El pasaporte le fue denegado.
Kira recibió la noticia con tranquila indiferencia; Galina Petrovna se asustó, porque hubiera preferido un estallido de cólera.
– Óyeme, Kira -le dijo, encerrándose con ella en su habitación-. Hablemos en serio. Si tienes la idea de…, en fin… ya me entiendes, quiero que sepas que no te lo permitiré. Después de todo eres mi hija, y tengo derecho a hablarte así. ¿Ya sabes lo que significaría el intentar, sólo el intentar, salir clandestinamente de aquí?
– Nunca he hablado de ello -dijo Kira.
– No; no lo has dicho, pero ya te conozco. Sé lo que piensas. Sé hasta dónde puede llegar tu imaginación inquieta y desenfrenada… Óyeme: hay cien probabilidades contra una de que no lograrás marcharte. En el mejor de los casos, te matarían en la frontera. Mucho peor sería si te detuvieran y te volvieran aquí. Pero en fin, aun suponiendo que lograses pasar al extranjero, hay cien probabilidades contra una de que no llegarás a atravesar los bosques de la frontera.

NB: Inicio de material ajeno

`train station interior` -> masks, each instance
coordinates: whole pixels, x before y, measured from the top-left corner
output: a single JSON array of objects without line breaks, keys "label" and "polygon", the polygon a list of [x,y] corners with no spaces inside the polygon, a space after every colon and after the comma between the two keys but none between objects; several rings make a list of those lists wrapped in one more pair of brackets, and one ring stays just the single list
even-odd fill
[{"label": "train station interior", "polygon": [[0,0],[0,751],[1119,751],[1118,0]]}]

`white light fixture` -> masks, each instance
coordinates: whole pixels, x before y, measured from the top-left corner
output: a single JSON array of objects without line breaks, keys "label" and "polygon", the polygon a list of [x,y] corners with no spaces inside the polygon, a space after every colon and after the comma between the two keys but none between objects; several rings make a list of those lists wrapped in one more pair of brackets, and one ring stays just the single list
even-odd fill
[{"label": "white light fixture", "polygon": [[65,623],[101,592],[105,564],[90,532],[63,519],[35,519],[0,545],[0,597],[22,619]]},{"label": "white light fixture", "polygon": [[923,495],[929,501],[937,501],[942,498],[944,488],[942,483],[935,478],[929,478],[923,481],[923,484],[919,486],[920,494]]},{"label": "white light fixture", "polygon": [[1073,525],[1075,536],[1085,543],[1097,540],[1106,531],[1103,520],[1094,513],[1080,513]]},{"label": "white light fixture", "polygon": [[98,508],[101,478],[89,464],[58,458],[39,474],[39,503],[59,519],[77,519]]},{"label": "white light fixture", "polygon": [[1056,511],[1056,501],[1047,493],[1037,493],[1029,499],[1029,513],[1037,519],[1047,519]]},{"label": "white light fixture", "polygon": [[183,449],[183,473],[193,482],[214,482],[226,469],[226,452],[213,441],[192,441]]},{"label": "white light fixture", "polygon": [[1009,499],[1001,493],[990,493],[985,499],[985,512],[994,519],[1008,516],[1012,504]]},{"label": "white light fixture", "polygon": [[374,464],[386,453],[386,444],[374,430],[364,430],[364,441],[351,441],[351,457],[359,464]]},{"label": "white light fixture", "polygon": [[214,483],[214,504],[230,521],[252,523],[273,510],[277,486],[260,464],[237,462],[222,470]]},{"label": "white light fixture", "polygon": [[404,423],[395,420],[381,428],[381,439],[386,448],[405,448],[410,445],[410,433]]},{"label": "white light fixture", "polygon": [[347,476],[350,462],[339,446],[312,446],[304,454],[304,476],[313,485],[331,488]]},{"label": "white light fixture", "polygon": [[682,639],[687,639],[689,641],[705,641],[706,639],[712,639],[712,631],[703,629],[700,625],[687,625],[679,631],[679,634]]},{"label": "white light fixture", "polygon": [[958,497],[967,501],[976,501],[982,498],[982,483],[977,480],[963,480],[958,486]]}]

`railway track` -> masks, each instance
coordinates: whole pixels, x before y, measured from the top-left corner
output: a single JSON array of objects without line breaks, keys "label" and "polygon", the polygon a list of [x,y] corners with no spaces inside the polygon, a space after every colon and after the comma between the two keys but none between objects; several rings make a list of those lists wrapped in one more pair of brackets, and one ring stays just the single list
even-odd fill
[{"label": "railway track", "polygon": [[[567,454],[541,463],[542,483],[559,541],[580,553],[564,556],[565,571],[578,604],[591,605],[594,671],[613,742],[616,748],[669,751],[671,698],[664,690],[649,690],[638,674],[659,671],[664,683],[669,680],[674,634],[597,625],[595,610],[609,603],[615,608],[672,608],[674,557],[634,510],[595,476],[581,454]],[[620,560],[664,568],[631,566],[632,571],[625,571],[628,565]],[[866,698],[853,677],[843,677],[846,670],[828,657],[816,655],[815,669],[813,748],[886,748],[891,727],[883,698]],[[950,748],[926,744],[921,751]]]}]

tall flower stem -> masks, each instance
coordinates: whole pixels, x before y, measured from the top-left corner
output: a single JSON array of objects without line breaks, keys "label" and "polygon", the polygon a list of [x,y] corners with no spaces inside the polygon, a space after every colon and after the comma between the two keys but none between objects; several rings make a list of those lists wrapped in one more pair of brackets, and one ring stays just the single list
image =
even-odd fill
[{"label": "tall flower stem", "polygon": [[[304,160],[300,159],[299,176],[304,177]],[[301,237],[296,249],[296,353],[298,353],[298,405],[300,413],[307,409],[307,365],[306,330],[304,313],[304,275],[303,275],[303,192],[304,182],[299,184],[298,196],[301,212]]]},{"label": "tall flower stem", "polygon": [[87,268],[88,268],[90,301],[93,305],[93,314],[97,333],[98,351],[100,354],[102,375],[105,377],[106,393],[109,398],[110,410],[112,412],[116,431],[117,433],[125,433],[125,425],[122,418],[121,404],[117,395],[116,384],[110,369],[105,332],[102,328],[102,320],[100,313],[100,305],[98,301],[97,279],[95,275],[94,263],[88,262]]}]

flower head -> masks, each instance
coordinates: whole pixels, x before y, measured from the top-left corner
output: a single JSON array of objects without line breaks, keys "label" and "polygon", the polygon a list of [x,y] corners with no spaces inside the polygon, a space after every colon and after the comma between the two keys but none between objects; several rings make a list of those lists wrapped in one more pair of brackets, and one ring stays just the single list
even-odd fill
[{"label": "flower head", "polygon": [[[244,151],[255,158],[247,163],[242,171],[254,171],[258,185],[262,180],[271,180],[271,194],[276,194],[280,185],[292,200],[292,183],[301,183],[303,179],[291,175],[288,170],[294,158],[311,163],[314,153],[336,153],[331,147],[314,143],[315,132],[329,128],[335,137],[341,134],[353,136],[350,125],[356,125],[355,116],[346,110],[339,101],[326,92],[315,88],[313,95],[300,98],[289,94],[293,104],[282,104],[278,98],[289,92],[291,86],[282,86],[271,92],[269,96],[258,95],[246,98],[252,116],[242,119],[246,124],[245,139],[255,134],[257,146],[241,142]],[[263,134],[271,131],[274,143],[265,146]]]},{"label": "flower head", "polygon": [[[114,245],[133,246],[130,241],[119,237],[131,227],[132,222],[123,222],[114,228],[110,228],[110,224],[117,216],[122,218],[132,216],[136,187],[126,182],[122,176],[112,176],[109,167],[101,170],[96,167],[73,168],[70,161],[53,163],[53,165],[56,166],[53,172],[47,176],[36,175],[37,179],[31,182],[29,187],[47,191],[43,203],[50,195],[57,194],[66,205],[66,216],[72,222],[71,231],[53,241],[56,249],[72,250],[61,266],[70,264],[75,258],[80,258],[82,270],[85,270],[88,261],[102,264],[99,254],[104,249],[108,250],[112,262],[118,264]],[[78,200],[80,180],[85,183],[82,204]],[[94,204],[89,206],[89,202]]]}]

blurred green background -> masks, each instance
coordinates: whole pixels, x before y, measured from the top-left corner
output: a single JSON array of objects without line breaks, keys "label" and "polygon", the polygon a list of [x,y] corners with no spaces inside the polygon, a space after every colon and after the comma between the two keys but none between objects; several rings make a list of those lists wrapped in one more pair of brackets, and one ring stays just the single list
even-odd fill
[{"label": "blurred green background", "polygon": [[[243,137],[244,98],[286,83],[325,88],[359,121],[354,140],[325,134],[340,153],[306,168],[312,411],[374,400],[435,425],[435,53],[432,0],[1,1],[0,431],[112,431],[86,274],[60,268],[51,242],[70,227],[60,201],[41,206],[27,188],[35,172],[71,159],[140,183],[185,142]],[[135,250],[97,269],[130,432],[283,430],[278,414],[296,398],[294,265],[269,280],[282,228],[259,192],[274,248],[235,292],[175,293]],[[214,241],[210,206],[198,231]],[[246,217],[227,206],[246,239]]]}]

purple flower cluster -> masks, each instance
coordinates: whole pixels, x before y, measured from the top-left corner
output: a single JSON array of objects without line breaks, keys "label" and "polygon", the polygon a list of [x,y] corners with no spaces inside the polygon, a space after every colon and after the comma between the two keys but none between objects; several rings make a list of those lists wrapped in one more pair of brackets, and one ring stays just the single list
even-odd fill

– ¿Para qué discutir, mamá?
– Óyeme. No te dejaré marchar aunque deba encadenarte. Después de todo, incluso la locura tiene límites. ¿Qué te propones? ¿Qué mal hay en quedarse en este país? No nos sobra nada; de acuerdo; pero, ¿crees que te va a sobrar en otra parte? En el mejor de los casos podrías hacer de camarera. En cambio, la U. R. S. S. es el país de los jóvenes. Ya conozco tu inquietud, pero sé que lograrás vencerla. Mírame a mí. A mi edad, he conseguido adaptarme. He perdido mucho más de lo que has perdido tú, y con todo no puedo decir que sea desgraciada. Tú no eres más que una niña y no puedes tomar decisiones que arruinarían tu vida aun antes de haber empezado a vivirla. Espero que se te pasarán estos antojos y que comprenderás que en nuestro país hay posibilidades para todos.